Is sleeveless appropriate for Capitol Hill? The problem is no one knows what ‘appropriate’ means.

It’s surprising that in 2017 there are still places in Washington where the powers-that-be feel it’s wise and worthwhile to play fashion police. But up on Capitol Hill, the fashion savants in the House still deem sleeveless dresses, sneakers and open-toe shoes verboten.

A recent story from CBS News has a reporter explaining that she was stopped from entering the Speaker’s Lobby, where journalists often buttonhole members of Congress for interviews, because her shoulders were bare. Men are not exempt from the fashion watchdogs, either. They are expected to wear jackets and ties.

The policy is nothing new, according to some Hill veterans, though enforcement has sometimes been inconsistent. These traditions apply to lawmakers and their staff, as well as journalists — but apparently not to first ladies or first daughters.

 

These fashion requirements, enforced by security guards, are specific enough that they stir rumblings of sexism but vague enough that they cannot possibly account for the myriad permutations of modern fashion. After all, there’s a significant difference in tone between a tailored sheath worn with peep-toe pumps and a sundress paired with gladiator sandals. And what, for example, makes a sneaker a sneaker? Is it the rubber sole, the laces, a Swoosh, the Air Max technology? The modern “sneaker” comes in everything from gold metallic leather to gray wool tweed. Some have wedge heels. Some slide on. Plenty of them look a heck of a lot better than a pair of salt-stained leather loafers that could use a cobbler’s attention — shoes that would not be forbidden in the House but probably ought to be if you care about aesthetics.
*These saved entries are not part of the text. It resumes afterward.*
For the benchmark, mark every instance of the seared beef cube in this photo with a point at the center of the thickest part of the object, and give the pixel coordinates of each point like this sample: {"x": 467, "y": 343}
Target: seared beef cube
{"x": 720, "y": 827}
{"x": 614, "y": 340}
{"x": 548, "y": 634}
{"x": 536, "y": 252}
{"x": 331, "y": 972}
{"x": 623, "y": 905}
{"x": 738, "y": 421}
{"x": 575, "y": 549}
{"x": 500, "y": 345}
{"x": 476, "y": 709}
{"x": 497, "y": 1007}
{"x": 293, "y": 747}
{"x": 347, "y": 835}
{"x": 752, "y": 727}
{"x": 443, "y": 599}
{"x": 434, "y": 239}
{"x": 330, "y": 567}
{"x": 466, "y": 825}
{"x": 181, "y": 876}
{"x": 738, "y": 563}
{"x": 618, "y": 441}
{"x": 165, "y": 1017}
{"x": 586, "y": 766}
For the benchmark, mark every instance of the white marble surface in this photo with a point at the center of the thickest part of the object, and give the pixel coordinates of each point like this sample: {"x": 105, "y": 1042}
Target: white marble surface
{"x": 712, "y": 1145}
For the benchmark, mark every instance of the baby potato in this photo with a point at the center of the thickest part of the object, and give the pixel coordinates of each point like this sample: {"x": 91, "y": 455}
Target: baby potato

The crux of the House fashion rules, however, is not really about naked shoulders or tie-less men in shirtsleeves. A statement from House Speaker Paul D. Ryan (R-Wis.) decrees that “members should wear appropriate business attire during all sittings of the House, however brief their appearance on the floor may be.” The goal is to show “mutual and institutional respect.” (Ah respect! So elusive these days.)

But what exactly is appropriate? Fifty years, 30 years, 15 years ago, most folks could probably agree on the definition of “appropriate.” There were actual sections in department stores called “career dressing.” People bought “work clothes” and changed out of them when they got home at the end of the day. In the age before leggings as pants, flip-flips as shoes and backpacks as an acceptable professional carry-all, everyone was on the same page sartorially. Mostly.